Connecting Asian writers with global readers

Essay: Nani ka Ghar by Abha Prakash

1 min read

In this personal essay, Abha Prakash takes us through the lanes of Old Delhi as she reminisces about her childhood and Nani ka Ghar.

Civil Lines was considered a stately neighbourhood to grow up in. Nestled in the east end of Old Delhi, an area relatively uncongested and less polluted than the busy roads of Kashmiri Gate and Daryaganj that flanked the walled city, more commonly known as Chandni Chowk, Civil Lines had wide roads shaded with Gulmohar trees and large pavements for pedestrians to walk their pedigreed dogs. 

Underhill Road, where we lived, branched off from the main Ring Road and sloped up towards the wooded area known as the Ridge which spread out north into the university campus where my mother taught Botany at Daulat Ram, a women’s college.
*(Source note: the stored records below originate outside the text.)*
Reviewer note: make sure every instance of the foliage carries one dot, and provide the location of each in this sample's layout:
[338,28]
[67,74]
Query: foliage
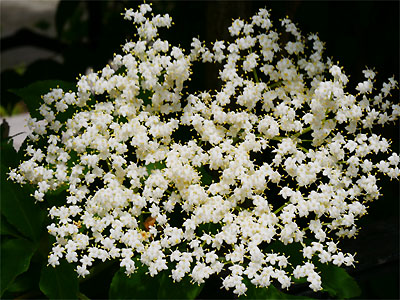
[25,242]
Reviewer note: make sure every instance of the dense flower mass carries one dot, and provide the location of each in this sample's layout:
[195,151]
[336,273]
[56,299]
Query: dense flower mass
[206,183]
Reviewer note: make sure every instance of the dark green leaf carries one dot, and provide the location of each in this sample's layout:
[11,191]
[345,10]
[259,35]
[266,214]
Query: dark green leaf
[17,205]
[155,166]
[178,290]
[7,229]
[267,293]
[138,286]
[60,282]
[337,282]
[31,94]
[26,281]
[15,258]
[65,10]
[206,178]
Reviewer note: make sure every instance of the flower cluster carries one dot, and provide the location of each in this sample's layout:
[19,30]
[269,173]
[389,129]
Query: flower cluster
[206,183]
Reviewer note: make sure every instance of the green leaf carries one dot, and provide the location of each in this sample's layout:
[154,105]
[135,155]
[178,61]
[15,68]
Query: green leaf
[337,282]
[137,286]
[206,178]
[60,282]
[178,290]
[31,94]
[270,292]
[7,229]
[64,11]
[158,165]
[15,259]
[17,205]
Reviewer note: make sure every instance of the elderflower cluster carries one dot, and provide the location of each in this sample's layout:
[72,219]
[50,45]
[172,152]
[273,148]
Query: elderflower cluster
[207,183]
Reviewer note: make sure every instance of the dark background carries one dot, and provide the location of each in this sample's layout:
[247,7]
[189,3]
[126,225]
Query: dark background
[357,34]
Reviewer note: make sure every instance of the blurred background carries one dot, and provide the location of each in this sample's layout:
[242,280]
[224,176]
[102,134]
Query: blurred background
[58,40]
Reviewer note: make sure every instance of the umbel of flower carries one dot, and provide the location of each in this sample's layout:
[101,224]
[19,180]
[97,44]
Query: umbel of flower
[282,153]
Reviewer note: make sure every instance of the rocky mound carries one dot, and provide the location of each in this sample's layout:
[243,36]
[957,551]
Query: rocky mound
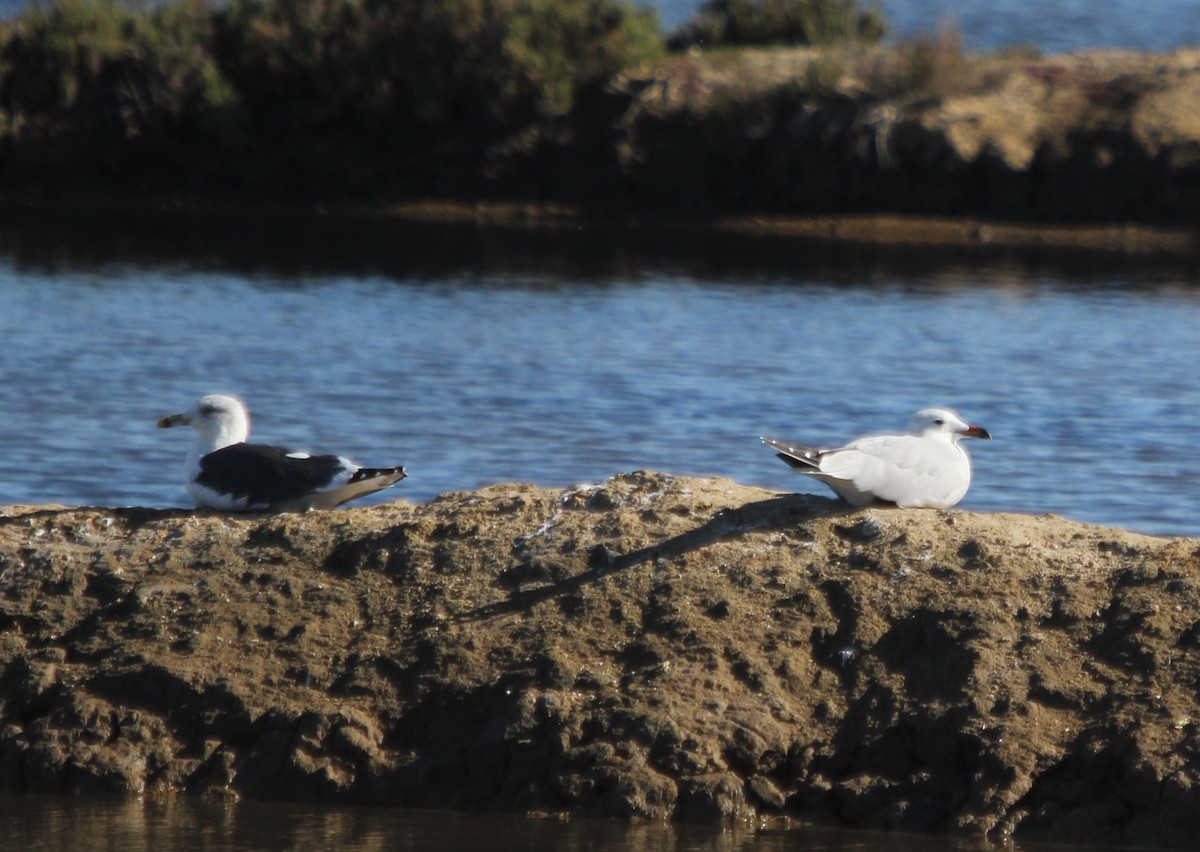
[648,647]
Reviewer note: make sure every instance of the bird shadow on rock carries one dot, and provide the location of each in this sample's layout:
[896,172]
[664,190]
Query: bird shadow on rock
[778,513]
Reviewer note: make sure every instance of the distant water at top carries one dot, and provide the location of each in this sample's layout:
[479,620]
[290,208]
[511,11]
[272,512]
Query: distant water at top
[1061,27]
[569,355]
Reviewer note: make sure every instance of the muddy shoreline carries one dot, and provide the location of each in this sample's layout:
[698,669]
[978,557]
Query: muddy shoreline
[649,647]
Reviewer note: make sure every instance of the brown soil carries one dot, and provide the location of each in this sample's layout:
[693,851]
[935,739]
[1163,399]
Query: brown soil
[651,647]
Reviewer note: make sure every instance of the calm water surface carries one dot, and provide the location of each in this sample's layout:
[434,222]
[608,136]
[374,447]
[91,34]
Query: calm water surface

With only a single bank and a couple of schools in the vicinity, Civil Lines was landmarked by the Secretariat, the Indraprastha College for Women where one of my aunts was a professor, and Exchange Stores, a glass-fronted department store that sold imported candies and chocolates. The fancy Oberoi Maidens Hotel with its colonial style, white-columned facade marked the other end of the locality behind which Commissioner’s Lane, where my maternal grandmother’s palatial house stood, snaked down towards the river Yamuna.